All individuals involved in this study will participant in an informed consent process, and the study will be conducted in accordance with the ethical guidelines and regulations established by the University of Texas Medical Branch at Galveston Institutional Review Board (study protocol #19–0158).

Discussion

Pronounced demographic shifts and advances in healthcare have resulted in a large and growing population of older adults in the U.S. Older adult women can face unique challenges to engaging in recommended levels of PA and have poor adherence to PA guidelines [12,13,14,15]. Walking is a form of PA that is accessible and enjoyable for most older adult women, and emerging technologies can support walking interventions [23, 24]. Contemporary activity monitor systems, however, do not appear to be sufficient for bringing about lasting behavior change [36]. Part of the reason for this may be the framing of these intervention; a “celebratory framework” approach, emphasizing interest, meaning, personal values, and psychological needs, may be uniquely conducive to promoting PA adherence to older adult women.

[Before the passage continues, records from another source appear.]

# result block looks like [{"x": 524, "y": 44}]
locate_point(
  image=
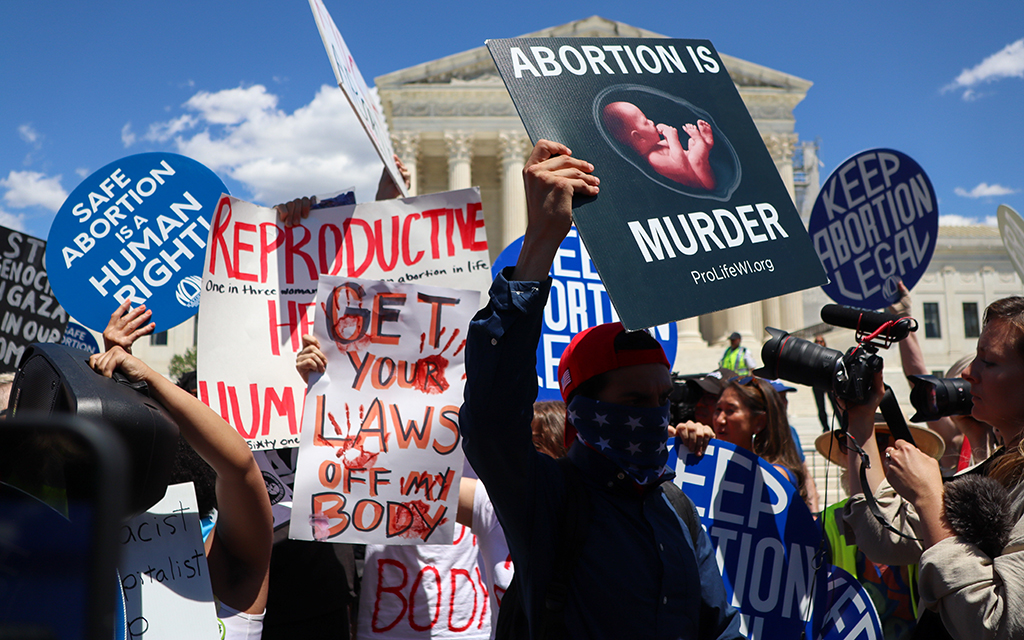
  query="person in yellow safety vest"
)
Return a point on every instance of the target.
[
  {"x": 893, "y": 589},
  {"x": 736, "y": 357}
]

The CHALLENGE study will evaluate if and how (i.e., proposed mechanisms of action) an intervention that supplements an activity monitoring system with elements of game design leads to lasting changes in PA patterns in older adult women. The intervention is designed to take a “celebratory technology” approach that targets SDT constructs known to predict sustained behavior change. By taking part in a year-long intervention centered on imbuing walking behaviors with experiences of autonomy and playfulness, participating older adult women may internalize health-promoting changes to their identity and relationship with PA. Study results will have implications for how we can harness powerful and increasingly ubiquitous technologies for health promotion to the vast and growing population of older adults in the U.S. and abroad.

This study has several potential limitations. First, our results will not be generalizable to all older women in the U.S. We chose to exclude adults over the age of 85 due to important differences in functional abilities between this population and older adults who are less than 85 years of age [8]. Generalizability is further limited by the convenience sampling we will employ, and the technology requirements inherent to the intervention. Participants may be relatively motivated to increase their PA and relatively interested in and/or comfortable with using the featured technologies. While we will evaluate the effects of some potentially moderating variables (i.e., age, physical functioning, and trait playfulness), additional studies will be needed to investigate (1) which contextual factors further influence intervention efficacy, (2) which specific components within CHALLENGE may be primarily responsible for driving results, and (3) how CHALLENGE might be able to adapt in real time and scale up to better serve participants.

The CHALLENGE intervention is the result of a systematic line of inquiry investigating how we can promote PA for older women in a way that is autonomy-supportive and readily scalable. We developed CHALLENGE as a theory-informed behavioral intervention that aims to simultaneously accomplish both instrumental (e.g., self-monitoring of PA) and experiential objectives (e.g., playful experiences) [61]. The present study is a randomized controlled trial that is powered to provide evidence reflecting the intervention’s efficacy and mechanisms of action. In accord with recommended guidelines [108, 109], the next steps in our research agenda will include further intervention refinement and research centered on the program’s dissemination and implementation using a hybrid effectiveness-implementation design.